How to freeze specific nodes in a tensorflow variable while training?

2.4k views Asked by At

Currently I am having trouble in making a few elements in a variable as non-trainable. It implies that given a variable such as x,

x= tf.Variable(tf.zeros([2,2]))

I wish to train only x[0,0] and x[1,1] while keeping x[0,1] ans x[1.0] as fixed while training.

Currently tensorflow does provide the option to make any variable non-trainable by using trainable=False or tf.stop_gradient(). However, these method will make the all element in x as non-trainable. My question is how to obtain this selectivity?

2

There are 2 answers

0
dominikroblek On

You can use tf.stop_gradient trick to prevent masked tf.Variable elements from training. For example:

x = tf.Variable(tf.zeros([2, 2]))
mask = tf.constant([[1, 0], [0, 1]], dtype=x.dtype)
x = mask * x + tf.stop_gradient((1 - mask) * x)
2
lejlot On

There is no selective lack of update as for now; however you can achieve this effect indirectly by specifing explicitely variables that should be updated. Both .minimize and all the gradient functions accept the list of variables you want to optimize over - just create a list omitting some of these, for example

v1 = tf.Variable( ... ) # we want to freeze it in one op 
v2 = tf.Variable( ... ) # we want to freeze it in another op
v3 = tf.Variable( ... ) # we always want to train this one
loss = ...
optimizer = tf.train.GradientDescentOptimizer(0.1)

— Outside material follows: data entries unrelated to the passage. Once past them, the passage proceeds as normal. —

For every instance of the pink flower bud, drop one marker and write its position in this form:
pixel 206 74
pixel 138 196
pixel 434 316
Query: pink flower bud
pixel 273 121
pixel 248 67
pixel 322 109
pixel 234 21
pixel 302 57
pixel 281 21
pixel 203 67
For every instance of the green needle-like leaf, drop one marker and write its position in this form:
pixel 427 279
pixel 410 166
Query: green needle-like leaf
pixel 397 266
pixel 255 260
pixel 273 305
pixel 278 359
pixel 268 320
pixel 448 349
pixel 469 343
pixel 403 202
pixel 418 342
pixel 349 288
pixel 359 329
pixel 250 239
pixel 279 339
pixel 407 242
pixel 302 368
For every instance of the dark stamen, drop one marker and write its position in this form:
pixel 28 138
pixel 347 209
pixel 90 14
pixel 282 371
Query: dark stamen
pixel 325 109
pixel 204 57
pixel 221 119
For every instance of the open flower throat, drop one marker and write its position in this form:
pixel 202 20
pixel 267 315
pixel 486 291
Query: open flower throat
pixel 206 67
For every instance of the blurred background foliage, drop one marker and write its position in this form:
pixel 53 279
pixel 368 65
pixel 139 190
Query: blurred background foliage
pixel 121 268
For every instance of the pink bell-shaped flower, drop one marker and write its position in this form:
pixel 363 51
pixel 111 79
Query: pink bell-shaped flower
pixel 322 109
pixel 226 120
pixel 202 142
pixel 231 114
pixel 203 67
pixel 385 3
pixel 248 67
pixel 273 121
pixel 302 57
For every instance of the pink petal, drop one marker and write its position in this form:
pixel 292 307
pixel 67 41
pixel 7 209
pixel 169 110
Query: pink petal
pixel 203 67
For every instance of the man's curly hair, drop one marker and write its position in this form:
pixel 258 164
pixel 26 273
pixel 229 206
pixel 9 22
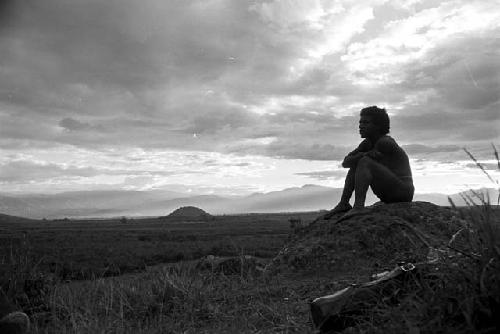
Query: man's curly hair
pixel 378 116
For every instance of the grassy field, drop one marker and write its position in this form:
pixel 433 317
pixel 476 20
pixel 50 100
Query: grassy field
pixel 84 249
pixel 137 276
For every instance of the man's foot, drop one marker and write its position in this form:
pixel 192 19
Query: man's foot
pixel 355 211
pixel 339 208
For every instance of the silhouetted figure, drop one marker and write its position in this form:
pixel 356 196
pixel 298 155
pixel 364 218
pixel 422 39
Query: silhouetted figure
pixel 378 162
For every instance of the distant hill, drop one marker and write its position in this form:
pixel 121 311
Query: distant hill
pixel 104 204
pixel 14 219
pixel 190 212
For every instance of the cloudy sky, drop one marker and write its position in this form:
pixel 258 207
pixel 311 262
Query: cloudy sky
pixel 234 97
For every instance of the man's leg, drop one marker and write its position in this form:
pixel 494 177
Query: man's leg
pixel 344 205
pixel 384 183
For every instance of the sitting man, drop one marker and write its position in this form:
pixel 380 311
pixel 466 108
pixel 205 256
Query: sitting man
pixel 378 162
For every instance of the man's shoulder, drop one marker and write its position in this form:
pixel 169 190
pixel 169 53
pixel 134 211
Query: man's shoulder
pixel 386 142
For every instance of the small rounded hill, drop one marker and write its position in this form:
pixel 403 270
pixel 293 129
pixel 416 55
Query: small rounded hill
pixel 191 213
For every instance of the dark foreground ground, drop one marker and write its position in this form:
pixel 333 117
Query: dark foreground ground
pixel 139 275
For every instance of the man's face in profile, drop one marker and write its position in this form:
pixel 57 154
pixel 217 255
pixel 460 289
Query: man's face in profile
pixel 366 127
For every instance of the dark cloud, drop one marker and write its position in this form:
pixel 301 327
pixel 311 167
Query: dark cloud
pixel 26 171
pixel 73 125
pixel 423 149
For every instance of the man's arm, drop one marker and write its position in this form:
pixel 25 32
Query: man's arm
pixel 384 147
pixel 353 157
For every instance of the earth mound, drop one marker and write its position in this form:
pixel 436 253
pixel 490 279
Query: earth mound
pixel 191 213
pixel 377 240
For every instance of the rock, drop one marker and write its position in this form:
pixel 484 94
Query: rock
pixel 15 323
pixel 377 240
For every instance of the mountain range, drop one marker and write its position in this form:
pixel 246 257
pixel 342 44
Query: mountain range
pixel 117 203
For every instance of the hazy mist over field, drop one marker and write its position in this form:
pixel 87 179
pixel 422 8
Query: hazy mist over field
pixel 98 204
pixel 140 103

op1 = optimizer.minimize(loss, 
      var_list=[v for v in tf.get_collection(tf.TRAINABLE_VARIABLES) if v != v1])

op2 = optimizer.minimize(loss, 
      var_list=[v for v in tf.get_collection(tf.TRAINABLE_VARIABLES) if v != v2])

and now you can call them whenever you want to train wrt. subset of variables. Note that this might require 2 separate optimizers if you are using Adam or some other method gathering statistics (and you will end up with separate statistics per optimizer!). However if there is just one set of frozen variables per training - everything will be straightforward with var_list.

However there is no way to fix training of the subset of the variable. Tensorflow treats variable as a single unit, always. You have to specify your computations in a different way to achieve this, one way is to:

  • create a binary mask M with 1's where you want to stop updates over X
  • create separate variable X', which is non-trainable, and tf.assign to it value of X
  • output X'*M + (1-M)*X

for example:

x = tf.Variable( ... )
xp= tf.Variable( ..., trainable=False)
m = tf.Constant( ... ) # mask
cp= tf.Assign(x, xp)
with tf.control_dependencies([cp]):
  x_frozen = m*xp + (1-m)*x

and you just use x_frozen instead of x. Note that we need control dependency as tf.assign can execute asynchronously, and here we want to make sure it always has the most up to date value of x.